Лоран снова зашевелился. Он боролся с какими-то невидимыми силами. Хит и Пит навалились на него и придавили к кушетке. Но в нем вдруг пробудилась огромная сила. Он оттолкнул Хит, так что она пролетела через всю комнату. Ее рука ударилась обо что-то твердое, металлическое — это была статуя Будды. Ей вдруг стало неловко и стыдно — она осквернила статую, — хотя она и понимала, что это случилось нечаянно.

Снова раздался волчий вой, едва различимый в хаосе городского шума, но Хит была уверена, что это был именно волчий вой. Ей стало страшно, по-настоящему страшно.
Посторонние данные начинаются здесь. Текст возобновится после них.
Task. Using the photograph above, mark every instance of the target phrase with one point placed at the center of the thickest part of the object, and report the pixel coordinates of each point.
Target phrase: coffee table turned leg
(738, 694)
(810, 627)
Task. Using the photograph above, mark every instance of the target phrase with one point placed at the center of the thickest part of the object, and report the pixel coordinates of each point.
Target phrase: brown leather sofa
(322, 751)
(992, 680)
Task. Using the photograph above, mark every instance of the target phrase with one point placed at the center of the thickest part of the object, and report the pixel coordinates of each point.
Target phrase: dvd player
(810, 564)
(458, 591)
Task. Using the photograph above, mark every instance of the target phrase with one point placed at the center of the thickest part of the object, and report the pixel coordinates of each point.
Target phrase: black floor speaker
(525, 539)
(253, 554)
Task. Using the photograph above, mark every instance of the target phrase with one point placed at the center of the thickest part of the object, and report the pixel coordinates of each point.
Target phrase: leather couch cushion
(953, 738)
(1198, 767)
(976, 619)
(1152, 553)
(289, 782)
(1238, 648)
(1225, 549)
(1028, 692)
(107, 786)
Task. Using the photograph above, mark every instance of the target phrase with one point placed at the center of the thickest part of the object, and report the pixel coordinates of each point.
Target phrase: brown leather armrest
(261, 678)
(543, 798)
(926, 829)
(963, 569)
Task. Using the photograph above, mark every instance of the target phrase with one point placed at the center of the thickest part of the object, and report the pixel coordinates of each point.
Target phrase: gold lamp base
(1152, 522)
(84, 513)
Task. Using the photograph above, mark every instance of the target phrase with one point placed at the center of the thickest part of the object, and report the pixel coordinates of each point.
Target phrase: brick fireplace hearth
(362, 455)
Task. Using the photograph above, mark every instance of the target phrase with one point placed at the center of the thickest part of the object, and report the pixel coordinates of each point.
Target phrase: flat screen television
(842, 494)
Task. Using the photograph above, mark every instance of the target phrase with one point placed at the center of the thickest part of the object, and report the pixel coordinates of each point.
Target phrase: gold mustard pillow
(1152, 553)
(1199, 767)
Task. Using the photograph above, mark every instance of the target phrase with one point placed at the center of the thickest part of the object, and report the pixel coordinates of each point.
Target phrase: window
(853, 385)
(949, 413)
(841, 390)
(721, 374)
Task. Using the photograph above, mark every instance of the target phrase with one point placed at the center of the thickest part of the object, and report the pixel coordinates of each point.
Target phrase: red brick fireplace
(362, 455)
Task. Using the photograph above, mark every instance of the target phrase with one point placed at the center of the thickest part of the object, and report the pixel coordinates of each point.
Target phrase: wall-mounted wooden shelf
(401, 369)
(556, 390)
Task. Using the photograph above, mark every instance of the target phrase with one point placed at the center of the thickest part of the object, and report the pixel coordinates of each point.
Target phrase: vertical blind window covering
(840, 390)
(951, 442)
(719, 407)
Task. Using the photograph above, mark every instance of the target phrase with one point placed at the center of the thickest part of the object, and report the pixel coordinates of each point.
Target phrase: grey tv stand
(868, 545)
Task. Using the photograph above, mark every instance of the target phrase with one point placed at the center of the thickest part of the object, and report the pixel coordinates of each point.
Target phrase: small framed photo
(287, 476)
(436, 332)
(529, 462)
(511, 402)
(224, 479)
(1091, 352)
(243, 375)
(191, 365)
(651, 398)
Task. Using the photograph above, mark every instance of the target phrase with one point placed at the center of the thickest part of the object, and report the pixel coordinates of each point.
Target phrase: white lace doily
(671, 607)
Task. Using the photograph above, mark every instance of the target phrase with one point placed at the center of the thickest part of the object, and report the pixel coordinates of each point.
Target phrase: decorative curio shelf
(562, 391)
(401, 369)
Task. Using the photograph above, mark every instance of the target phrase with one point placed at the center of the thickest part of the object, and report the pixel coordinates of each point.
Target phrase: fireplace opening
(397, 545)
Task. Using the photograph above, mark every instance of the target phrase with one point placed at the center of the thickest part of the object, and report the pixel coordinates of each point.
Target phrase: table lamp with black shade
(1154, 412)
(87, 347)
Лоран извивался на кушетке, стараясь сбросить с себя Пита. Ajarn Сонтайя достал из пакета веревку, смотанную в клубок, и бросил ее Питу.

— Быстрее, — прошептал он уже своим собственным голосом. — Используйте saisin, чтобы удержать его в комнате...

Пит поймал клубок, размотал его, привязал один конец к ножке алтаря и швырнул клубок Хит; та подбежала к двери, обмотала белую веревку вокруг ручки и отдала свободный конец Питу, который привязал его к колесу кресла ajarn и протянул обратно к святыне. Хит знала, что saisin — это священный шнур, который используется шаманами для того, чтобы не пускать злых духов внутрь огороженного им пространства; а сейчас он еще должен был удержать Лорана в комнате. Лоран уже поднялся с кушетки и пытался теперь вырваться из круга. Ajarn шептал мантры. Наконец Лоран, обессиленный, упал на пол. Во внезапно опустившейся тишине Хит снова услышала волчий вой.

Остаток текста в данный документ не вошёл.